Auch in Deutschland wächst Lust auf Arbeit im Home Office
Und das virtuelle Unternehmen hat noch weitere Vorteile: keine politischen Ränkespiele im Büro, weniger Umweltbelastung, die Mitarbeiter können sich ihre Arbeit selbst einteilen und einen besseren Ausgleich zwischen Arbeit und Freizeit schaffen, und die Mitarbeiter sind produktiver, weil sie nicht ständig von Kollegen unterbrochen werden.

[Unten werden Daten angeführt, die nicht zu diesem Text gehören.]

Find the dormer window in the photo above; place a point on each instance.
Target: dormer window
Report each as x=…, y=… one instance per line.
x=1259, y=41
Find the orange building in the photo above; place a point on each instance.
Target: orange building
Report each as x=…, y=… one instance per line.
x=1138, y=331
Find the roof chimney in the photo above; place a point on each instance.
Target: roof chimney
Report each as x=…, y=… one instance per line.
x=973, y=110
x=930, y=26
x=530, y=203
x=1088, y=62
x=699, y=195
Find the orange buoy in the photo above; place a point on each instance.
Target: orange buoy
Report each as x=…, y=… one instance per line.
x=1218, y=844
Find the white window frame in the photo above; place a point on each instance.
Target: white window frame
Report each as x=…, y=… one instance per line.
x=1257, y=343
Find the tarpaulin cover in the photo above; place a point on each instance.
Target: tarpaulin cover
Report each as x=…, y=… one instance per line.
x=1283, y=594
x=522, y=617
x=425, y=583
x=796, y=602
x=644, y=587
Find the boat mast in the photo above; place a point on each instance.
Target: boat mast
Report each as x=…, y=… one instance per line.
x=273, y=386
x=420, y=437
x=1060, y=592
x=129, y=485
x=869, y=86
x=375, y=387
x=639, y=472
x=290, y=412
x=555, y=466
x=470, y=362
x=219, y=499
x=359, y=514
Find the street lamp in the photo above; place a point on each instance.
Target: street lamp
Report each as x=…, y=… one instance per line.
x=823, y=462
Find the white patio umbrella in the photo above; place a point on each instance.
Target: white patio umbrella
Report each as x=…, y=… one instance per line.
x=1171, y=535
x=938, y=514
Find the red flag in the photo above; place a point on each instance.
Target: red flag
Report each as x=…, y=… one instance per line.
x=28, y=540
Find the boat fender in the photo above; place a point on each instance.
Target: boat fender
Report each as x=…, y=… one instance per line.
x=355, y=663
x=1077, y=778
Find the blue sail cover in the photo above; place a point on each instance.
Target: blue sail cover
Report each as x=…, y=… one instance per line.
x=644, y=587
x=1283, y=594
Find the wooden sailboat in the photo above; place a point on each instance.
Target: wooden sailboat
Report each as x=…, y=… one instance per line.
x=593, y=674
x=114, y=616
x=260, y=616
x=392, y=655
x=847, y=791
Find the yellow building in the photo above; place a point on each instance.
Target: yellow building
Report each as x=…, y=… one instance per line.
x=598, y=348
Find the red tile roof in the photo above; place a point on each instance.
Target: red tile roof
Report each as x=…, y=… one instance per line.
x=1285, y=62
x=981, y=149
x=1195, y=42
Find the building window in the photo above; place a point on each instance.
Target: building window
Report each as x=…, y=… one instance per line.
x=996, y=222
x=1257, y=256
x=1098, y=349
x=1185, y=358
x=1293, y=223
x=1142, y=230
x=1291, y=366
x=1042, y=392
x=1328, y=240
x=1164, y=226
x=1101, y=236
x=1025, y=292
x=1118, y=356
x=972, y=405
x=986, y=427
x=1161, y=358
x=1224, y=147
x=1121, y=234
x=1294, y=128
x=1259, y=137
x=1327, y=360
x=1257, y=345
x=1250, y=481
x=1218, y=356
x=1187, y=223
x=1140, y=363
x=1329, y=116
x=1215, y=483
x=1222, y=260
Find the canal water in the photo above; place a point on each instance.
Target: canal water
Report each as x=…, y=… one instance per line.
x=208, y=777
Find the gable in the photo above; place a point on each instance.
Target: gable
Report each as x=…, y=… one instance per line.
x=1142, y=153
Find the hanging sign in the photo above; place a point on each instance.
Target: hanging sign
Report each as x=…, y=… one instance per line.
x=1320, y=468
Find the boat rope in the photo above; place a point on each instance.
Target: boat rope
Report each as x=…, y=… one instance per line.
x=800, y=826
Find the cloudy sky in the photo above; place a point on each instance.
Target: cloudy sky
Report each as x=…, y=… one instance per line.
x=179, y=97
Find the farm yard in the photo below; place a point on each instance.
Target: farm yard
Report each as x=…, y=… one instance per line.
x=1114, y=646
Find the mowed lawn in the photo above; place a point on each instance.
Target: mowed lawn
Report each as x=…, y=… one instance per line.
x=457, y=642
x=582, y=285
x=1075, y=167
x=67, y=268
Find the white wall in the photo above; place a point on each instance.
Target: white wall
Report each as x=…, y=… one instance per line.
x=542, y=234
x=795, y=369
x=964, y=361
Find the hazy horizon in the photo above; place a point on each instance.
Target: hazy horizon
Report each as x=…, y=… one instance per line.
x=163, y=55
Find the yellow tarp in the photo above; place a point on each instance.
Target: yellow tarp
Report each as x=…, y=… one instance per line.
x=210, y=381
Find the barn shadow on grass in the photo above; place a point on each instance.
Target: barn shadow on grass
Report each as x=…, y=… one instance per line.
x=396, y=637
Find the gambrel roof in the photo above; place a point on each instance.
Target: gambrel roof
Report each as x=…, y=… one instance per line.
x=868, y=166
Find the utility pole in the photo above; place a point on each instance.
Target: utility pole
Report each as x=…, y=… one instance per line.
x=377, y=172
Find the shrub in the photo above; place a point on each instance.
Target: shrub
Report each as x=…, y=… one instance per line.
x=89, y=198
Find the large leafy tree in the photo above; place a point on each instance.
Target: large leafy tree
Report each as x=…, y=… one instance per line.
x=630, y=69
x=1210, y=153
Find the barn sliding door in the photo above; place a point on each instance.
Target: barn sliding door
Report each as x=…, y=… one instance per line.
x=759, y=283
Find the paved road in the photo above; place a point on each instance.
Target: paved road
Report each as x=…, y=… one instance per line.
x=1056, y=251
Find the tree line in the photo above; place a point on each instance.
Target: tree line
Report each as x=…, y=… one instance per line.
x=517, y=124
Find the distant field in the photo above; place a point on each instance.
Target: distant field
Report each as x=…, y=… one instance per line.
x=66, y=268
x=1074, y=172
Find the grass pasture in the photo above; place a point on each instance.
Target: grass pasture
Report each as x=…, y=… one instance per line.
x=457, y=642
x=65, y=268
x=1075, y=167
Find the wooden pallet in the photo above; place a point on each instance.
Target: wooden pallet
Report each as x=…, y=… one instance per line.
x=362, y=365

"Vor zwanzig Jahren wäre das technisch nicht möglich gewesen", sagt Scott-Moncrieff. Nicht nur für die Kommunikation ist moderne Technik erforderlich. Auch die Leistungsbewertung und das Spesenmanagement für die weit verstreuten Mitarbeiter wird erst durch moderne Technik möglich.

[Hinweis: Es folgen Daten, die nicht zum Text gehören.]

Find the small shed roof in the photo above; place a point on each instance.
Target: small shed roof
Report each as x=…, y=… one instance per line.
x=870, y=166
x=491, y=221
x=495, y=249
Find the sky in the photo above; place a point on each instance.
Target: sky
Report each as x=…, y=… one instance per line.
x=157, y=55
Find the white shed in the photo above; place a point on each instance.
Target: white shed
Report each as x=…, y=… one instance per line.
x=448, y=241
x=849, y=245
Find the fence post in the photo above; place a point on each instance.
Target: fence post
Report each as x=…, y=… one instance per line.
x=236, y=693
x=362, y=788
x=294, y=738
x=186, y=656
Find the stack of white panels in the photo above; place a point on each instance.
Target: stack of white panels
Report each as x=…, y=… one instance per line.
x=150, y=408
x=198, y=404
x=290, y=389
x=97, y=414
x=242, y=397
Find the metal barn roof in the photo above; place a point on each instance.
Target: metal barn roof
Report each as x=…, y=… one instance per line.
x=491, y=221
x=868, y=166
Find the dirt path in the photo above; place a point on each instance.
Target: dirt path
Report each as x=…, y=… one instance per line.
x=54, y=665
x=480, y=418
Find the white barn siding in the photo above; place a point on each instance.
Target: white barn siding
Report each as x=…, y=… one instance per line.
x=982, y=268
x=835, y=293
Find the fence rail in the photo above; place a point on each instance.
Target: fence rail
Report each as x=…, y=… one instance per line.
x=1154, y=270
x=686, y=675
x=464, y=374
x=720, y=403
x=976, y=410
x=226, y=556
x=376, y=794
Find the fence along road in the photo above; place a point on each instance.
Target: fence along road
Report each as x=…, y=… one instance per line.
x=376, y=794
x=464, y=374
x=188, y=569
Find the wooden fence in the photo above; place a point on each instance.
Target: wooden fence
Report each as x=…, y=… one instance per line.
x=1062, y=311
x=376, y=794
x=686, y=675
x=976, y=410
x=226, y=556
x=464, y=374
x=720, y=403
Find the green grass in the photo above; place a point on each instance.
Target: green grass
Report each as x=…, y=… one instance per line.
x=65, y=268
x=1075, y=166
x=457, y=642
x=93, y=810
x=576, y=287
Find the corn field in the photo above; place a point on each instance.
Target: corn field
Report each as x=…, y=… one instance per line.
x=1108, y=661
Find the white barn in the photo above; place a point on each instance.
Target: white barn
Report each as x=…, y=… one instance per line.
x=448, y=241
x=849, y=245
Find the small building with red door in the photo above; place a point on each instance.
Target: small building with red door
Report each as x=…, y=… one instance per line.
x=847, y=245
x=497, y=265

Fehlender Flurfunk, weniger Geselligkeit
Nachteile gibt es aber selbstverständlich auch. Den Mitarbeitern fehlt der Flurfunk, und sie verpassen viele inoffizielle Informationen, sagt der Psychologe Ben Williams. "Das kann sehr, sehr wichtig sein. Einige Dinge, wie Brainstorming, funktionieren einfach besser, wenn alle im selben Raum sind."

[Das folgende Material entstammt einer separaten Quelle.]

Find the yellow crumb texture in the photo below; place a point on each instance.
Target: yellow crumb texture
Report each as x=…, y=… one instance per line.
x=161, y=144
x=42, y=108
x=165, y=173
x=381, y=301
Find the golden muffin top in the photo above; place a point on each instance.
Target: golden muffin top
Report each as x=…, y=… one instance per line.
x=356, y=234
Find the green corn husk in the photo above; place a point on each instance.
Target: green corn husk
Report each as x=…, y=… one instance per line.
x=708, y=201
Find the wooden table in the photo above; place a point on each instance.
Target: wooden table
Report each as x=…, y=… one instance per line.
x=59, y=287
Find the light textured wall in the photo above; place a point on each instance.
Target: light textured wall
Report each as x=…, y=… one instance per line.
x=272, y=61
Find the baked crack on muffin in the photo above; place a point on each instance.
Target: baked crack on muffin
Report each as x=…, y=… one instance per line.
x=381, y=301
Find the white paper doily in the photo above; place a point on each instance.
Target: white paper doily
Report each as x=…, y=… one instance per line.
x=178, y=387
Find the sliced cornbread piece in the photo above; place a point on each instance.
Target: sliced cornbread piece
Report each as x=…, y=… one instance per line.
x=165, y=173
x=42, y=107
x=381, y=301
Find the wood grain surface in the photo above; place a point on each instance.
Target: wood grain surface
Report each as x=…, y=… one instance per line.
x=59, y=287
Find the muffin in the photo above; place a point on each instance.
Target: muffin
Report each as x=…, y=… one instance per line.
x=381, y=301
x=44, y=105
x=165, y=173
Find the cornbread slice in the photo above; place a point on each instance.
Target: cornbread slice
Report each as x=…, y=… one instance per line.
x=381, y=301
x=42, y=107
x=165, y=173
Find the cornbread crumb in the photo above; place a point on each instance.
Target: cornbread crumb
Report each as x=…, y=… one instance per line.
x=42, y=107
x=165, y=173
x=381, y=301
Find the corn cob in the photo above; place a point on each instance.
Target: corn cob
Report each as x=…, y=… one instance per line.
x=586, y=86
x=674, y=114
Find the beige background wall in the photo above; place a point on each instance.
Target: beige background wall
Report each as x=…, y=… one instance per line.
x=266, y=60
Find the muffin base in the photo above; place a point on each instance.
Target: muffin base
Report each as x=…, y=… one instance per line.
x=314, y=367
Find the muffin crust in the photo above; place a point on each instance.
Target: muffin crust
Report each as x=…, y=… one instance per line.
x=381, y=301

Außerdem gebe es sehr gesellige Menschen, die alleine einfach nicht arbeiten können. Stratigos bestätigt das, wenn sie sagt, dass zwei Beschäftigte mit der Begründung gekündigt haben, dass der virtuelle Arbeitsplatz einfach nichts für sie sei.
Fairerweise muss man sagen, dass virtuelle Unternehmen sich sehr um den Teamgeist bemühen und regelmäßig Treffen veranstalten. Aus geografischen Gründen ist das aber in mittelgroßen europäischen Ländern einfacher und billiger als in den USA. Bei Outsell fällt das jährliche Treffen heuer aus. "Alle zusammenzutrommeln kostet rund 100.000 Dollar", sagt Stratigos. "Vor dem Hintergrund des wirtschaftlichen Umfelds haben wir das Team gefragt, ob wir das Geld dieses Jahr anderweitig einsetzen sollen, und sie haben ja gesagt."